Subject: Please don't use specific monospace fonts
Since programmers tend to be quite particular in their choice of monospace font, it's best to just use "monospace" in your CSS and trust their judgement. The user can easily configure their own font preference locally. There's no reason to specify e.g. "Monaco" or "Courier New" and it only risks invoking an unwanted font from the user's collection (I've personally had to rename those two to prevent them from frequently showing up on the web in place of DejaVu. GitHub is among the guilty).
Support Staff 2 Posted by Tekkub on 17 Oct, 2009 07:19 PM
I'm afraid the font choice is something our designers want. If there are fonts you don't want to use, I'd advise you to remove them from your system so that your browser will fall back to the default "monospace" font instead... but it sounds like you've already done this.
3 Posted by jedediah on 17 Oct, 2009 07:52 PM
Your designers likely aren't getting what they want since those fonts don't render very predictably on platforms they weren't made for.
But more importantly, what do your users want?
4 Posted by nathan on 18 Oct, 2009 05:37 AM
As a user, I can say I'm happy they are picking an actual font for me rather than whatever my browser might choose as default. Getting a consistent well designed experience is something I value greatly in a web app. Having to configure every little setting to get something that looks good is not what I want to spend my time doing.
Support Staff 5 Posted by Tekkub on 18 Oct, 2009 07:53 AM
The only users that have said anything about fonts have been linux users. Specifically, they wanted DejaVu at a higher priority than Bitstream, as it is more up-to-date. Our current monospace stack is
Monaco, "Courier New", "DejaVu Sans Mono", "Bitstream Vera Sans Mono", monospace... Monaco being the preferred font, with some fallbacks, and of course the default monospace if all else fails.6 Posted by jedediah on 18 Oct, 2009 11:53 AM
Why list the default fonts that you would have gotten with "monospace" anyway? This will either do nothing or it will override the user's custom font and annoy them. If somebody has more than one of those first three, it's because they know what they're doing.

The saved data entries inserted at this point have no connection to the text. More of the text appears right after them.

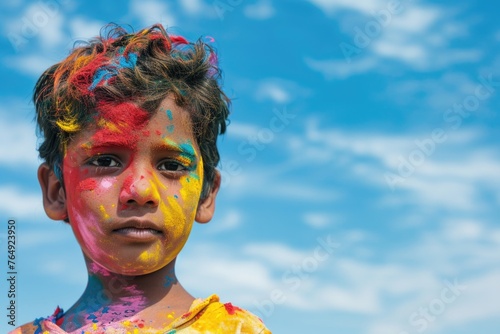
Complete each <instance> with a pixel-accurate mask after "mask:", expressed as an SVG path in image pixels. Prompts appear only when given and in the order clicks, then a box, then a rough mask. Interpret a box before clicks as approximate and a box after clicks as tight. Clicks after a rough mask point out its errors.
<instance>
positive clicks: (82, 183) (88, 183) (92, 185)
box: [78, 179, 97, 191]
mask: <svg viewBox="0 0 500 334" xmlns="http://www.w3.org/2000/svg"><path fill="white" fill-rule="evenodd" d="M78 187H79V188H80V190H82V191H85V190H94V189H95V188H96V187H97V182H96V180H94V179H85V180H82V181H80V183H79V184H78Z"/></svg>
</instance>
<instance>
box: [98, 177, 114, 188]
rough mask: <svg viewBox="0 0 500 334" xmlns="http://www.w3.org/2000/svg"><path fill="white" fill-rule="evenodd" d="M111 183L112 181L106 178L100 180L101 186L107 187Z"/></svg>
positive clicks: (105, 187)
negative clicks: (110, 180)
mask: <svg viewBox="0 0 500 334" xmlns="http://www.w3.org/2000/svg"><path fill="white" fill-rule="evenodd" d="M112 185H113V182H111V181H109V180H107V179H105V180H102V181H101V188H104V189H109V187H111V186H112Z"/></svg>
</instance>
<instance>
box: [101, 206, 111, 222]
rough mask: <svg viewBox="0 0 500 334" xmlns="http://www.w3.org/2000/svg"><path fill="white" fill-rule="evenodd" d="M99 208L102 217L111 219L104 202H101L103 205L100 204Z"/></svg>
mask: <svg viewBox="0 0 500 334" xmlns="http://www.w3.org/2000/svg"><path fill="white" fill-rule="evenodd" d="M99 210H100V211H101V214H102V218H103V219H106V220H107V219H109V215H108V213H107V212H106V209H105V208H104V205H102V204H101V205H100V206H99Z"/></svg>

7 Posted by kevin on 03 Nov, 2009 03:47 PM
I'm a bit annoyed too that I have Consolas set as my browser's default monospaced font, but I see all code on GitHub in Courier New. Chrome seems to lack an extension to do site-specific CSS modifications, too. You guys should really add a pref for this!
8 Posted by Sebastiaan Deckers on 15 Nov, 2009 05:27 PM
+1 for Consolas because it's vastly superior to Courier.

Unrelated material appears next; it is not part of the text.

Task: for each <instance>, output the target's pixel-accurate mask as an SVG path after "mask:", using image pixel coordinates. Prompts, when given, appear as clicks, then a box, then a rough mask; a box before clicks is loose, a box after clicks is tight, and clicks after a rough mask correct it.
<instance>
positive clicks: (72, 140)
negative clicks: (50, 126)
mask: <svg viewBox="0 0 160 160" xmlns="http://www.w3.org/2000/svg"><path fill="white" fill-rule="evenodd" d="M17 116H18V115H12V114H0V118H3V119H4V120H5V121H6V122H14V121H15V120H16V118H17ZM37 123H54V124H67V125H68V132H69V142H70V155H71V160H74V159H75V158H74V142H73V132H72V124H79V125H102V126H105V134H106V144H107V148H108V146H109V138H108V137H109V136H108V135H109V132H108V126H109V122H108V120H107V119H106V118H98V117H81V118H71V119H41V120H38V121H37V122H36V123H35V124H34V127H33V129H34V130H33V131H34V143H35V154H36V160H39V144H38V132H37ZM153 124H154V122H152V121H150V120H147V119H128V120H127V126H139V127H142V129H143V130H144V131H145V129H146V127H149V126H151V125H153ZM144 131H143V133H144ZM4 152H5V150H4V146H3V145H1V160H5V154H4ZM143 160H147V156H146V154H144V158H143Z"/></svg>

Courier doesn't seem to scale well, it becomes completely pixelated (tested on Win7, FF3.5.5 with ClearType on).
This is the CSS current rule:
#files .file .data pre, #files .file .line-data { font-family:'Bitstream Vera Sans Mono','Courier',monospace;
font-size:115%;
}
Please add Consolas as follows:
#files .file .data pre, #files .file .line-data { font-family:'Bitstream Vera Sans Mono','Consolas','Courier',monospace;
font-size:115%;
}
If your designers are serious about the typography and choice of font they should add the @font-face CSS rule to simply embed the font. Read: http://nicewebtype.com/notes/2009/10/30/how-to-use-css-font-face/
9 Posted by Alex on 18 Nov, 2009 05:44 AM
The font you force hurts my eyes, please just let us decide which monospace font we want to see. I cannot believe your designers really want us to see the ugly and unreadable Courier New.